SANTA MARIA CAPUA VETERE – Un rivolta dei detenuti, sarebbe in atto nel carcere di Santa Maria Capua Vetere, in questi giorni al centro di polemiche riguardanti una inchiesta su presunti pestaggi avvenuti nell’istituto di pena lo scorso 6 aprile.

Secondo quanto si apprende da fonti sindacali la rivolta è scoppiata nel reparto Danubio.

Ieri, nell’infermeria dell’istituto sei agenti sono stati aggrediti da detenuti extracomunitari.

Sono stati infine denunciati all’autorità giudiziaria, e della vicenda è stato informato il provveditore regionale.

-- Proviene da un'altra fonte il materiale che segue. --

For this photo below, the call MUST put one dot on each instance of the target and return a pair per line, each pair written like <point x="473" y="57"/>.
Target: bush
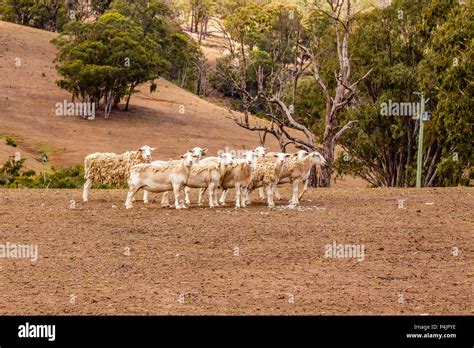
<point x="10" y="141"/>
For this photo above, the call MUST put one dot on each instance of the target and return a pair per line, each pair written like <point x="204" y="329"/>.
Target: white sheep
<point x="266" y="174"/>
<point x="110" y="168"/>
<point x="300" y="154"/>
<point x="197" y="153"/>
<point x="208" y="174"/>
<point x="297" y="169"/>
<point x="238" y="176"/>
<point x="172" y="175"/>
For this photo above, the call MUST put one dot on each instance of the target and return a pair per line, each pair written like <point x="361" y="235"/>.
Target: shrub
<point x="10" y="141"/>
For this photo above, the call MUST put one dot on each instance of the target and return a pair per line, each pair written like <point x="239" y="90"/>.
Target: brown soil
<point x="191" y="255"/>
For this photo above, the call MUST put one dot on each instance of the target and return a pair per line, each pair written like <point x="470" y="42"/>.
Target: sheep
<point x="110" y="168"/>
<point x="238" y="176"/>
<point x="267" y="174"/>
<point x="208" y="175"/>
<point x="172" y="175"/>
<point x="296" y="169"/>
<point x="196" y="152"/>
<point x="300" y="154"/>
<point x="260" y="151"/>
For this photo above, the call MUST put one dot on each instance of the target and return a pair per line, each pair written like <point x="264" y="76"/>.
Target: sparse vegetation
<point x="10" y="141"/>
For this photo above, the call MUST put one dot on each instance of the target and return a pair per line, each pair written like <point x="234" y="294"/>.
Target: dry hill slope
<point x="28" y="95"/>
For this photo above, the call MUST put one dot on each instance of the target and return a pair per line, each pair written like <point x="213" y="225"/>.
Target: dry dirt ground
<point x="28" y="95"/>
<point x="98" y="258"/>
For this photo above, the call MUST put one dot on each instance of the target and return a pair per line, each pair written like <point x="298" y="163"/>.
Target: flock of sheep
<point x="257" y="169"/>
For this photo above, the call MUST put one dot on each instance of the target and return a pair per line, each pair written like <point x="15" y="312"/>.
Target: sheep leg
<point x="247" y="193"/>
<point x="246" y="199"/>
<point x="201" y="193"/>
<point x="165" y="202"/>
<point x="271" y="203"/>
<point x="294" y="198"/>
<point x="176" y="189"/>
<point x="305" y="187"/>
<point x="277" y="194"/>
<point x="237" y="195"/>
<point x="211" y="189"/>
<point x="223" y="196"/>
<point x="85" y="192"/>
<point x="186" y="195"/>
<point x="131" y="193"/>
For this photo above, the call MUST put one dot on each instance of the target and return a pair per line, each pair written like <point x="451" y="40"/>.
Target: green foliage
<point x="10" y="141"/>
<point x="111" y="55"/>
<point x="50" y="15"/>
<point x="411" y="46"/>
<point x="12" y="176"/>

“Ci sentiamo abbandonati dalle istituzioni e dalla politica”, dice l’assistente capo della penitenziaria Gaetano Napoleone.

“La rivolta dei detenuti in atto al carcere di Santa Maria Capua Vetere e’ frutto della delegittimazione della Polizia Penitenziaria”.

E’ quanto afferma la vice responsabile delle Politiche per il Mezzogiorno di FdI, Gabriella Peluso.

“Esprimiamo forte solidarietà agli agenti della Polizia Penitenziaria che sono stati aggrediti dai detenuti”-sottolinea Peluso – per la quale “questi servitori dello Stato sono vittime di condizioni di lavoro molto difficili e di iniziative della magistratura che sembrano demolire il loro impegno al servizio dello Stato”.